Protégeons les migrants !
Ils sont touchants, les habitants du seizième arrondissement de Paris, ceux-là même qui ont saboté une réunion prévue pour eux et présidée par la préfète responsable de l’édification, au bord du Bois de Boulogne, d’un abri pour deux cents migrants sans abri. La préfète a même été traitée de salope par un excité (vous avez bien dû voir le reportage du Petit Journal diffusé le 16 mars). Et lorsque les journalistes leur demandent pour quelle raison ils ne veulent à aucun prix de ces gens-là chez eux, les arguments d’une bouleversante sincérité fusent.
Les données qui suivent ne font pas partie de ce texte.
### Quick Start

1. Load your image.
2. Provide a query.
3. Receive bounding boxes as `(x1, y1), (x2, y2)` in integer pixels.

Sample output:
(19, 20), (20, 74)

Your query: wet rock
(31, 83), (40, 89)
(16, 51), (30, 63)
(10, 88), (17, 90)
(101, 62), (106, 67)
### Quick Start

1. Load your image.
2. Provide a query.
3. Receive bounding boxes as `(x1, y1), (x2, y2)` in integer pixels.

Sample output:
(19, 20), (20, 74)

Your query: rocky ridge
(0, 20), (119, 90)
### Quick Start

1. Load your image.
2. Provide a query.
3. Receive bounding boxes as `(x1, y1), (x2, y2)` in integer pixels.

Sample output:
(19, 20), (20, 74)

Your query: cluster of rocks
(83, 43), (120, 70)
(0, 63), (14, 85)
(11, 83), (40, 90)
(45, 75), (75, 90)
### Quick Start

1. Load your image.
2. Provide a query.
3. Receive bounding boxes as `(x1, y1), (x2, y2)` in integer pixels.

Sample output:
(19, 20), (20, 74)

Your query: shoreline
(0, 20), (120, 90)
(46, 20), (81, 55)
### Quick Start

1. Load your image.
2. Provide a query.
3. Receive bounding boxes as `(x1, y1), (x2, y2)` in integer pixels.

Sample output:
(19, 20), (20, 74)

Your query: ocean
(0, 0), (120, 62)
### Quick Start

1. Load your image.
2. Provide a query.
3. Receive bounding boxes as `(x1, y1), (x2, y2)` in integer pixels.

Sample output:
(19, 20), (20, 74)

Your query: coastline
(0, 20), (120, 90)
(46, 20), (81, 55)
Résumons : ces gens-là seraient mieux en Syrie, d’ailleurs, ça ne va pas si mal là-bas, et on recommence même à rebâtir la ville de Palmyre, que les salafistes n’ont pas été fichus de détruire complètement ; ces gens-là, si loin de chez eux, seraient coupés de leur culture ; ces gens-là ne trouveraient aucune école qui convienne à leurs enfants ; ces gens-là, dans un quartier aussi cher, n’auraient pas les moyens d’acheter leur baguette de pain, dont le prix dépasse un euro ; ces gens-là, on envisage de les installer à la sortie d’un tunnel du boulevard périphérique, et ils risquent d’être victimes de la pollution ; ces gens-là seraient logés dans des baraques sous des arbres, et le jour où un arbre tombera sur un enfant, vous imaginez ; bref, ces gens-là seraient très mal à l’aise dans l’arrondissement, mieux vaudrait qu’ils s’installent ailleurs. C’est pour leur bien.
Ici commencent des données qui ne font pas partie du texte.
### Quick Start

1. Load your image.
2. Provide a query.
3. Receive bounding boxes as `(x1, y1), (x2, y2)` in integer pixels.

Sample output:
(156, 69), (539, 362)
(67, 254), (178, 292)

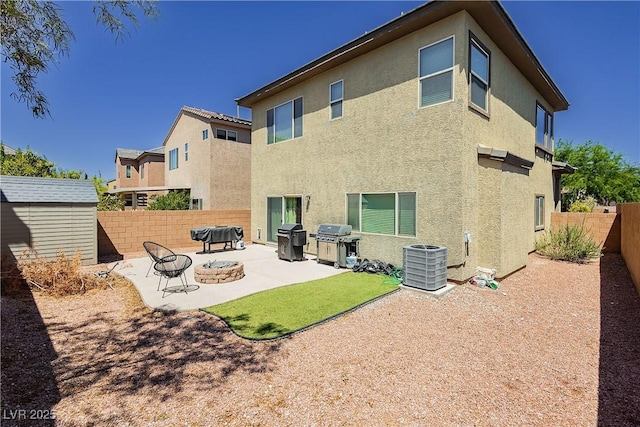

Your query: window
(536, 104), (553, 150)
(191, 199), (202, 211)
(267, 98), (303, 144)
(469, 36), (490, 111)
(267, 196), (302, 242)
(329, 80), (343, 119)
(216, 129), (238, 141)
(169, 148), (178, 170)
(535, 195), (544, 231)
(420, 36), (454, 107)
(347, 192), (416, 236)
Naturellement, je ne trouve rien à dire contre des arguments aussi forts, aussi sincères, aussi dénués de toute arrière-pensée. Néanmoins, l’argument qui me séduit le plus et achève de me convaincre, c’est celui-ci : installer des migrants dans le Bois de Boulogne, très connu pour être fréquenté nuitamment par des kyrielles de prostituées et de travestis ? Non, ce n’est pas possible, on doit protéger leur moralité.
Résumons : les habitants du seizième arrondissement supportent très bien le voisinage de la prostitution au Bois de Boulogne, mais ils veulent épargner cette calamité aux malheureux étrangers. Dans le fond, ils incarnent la bonté même.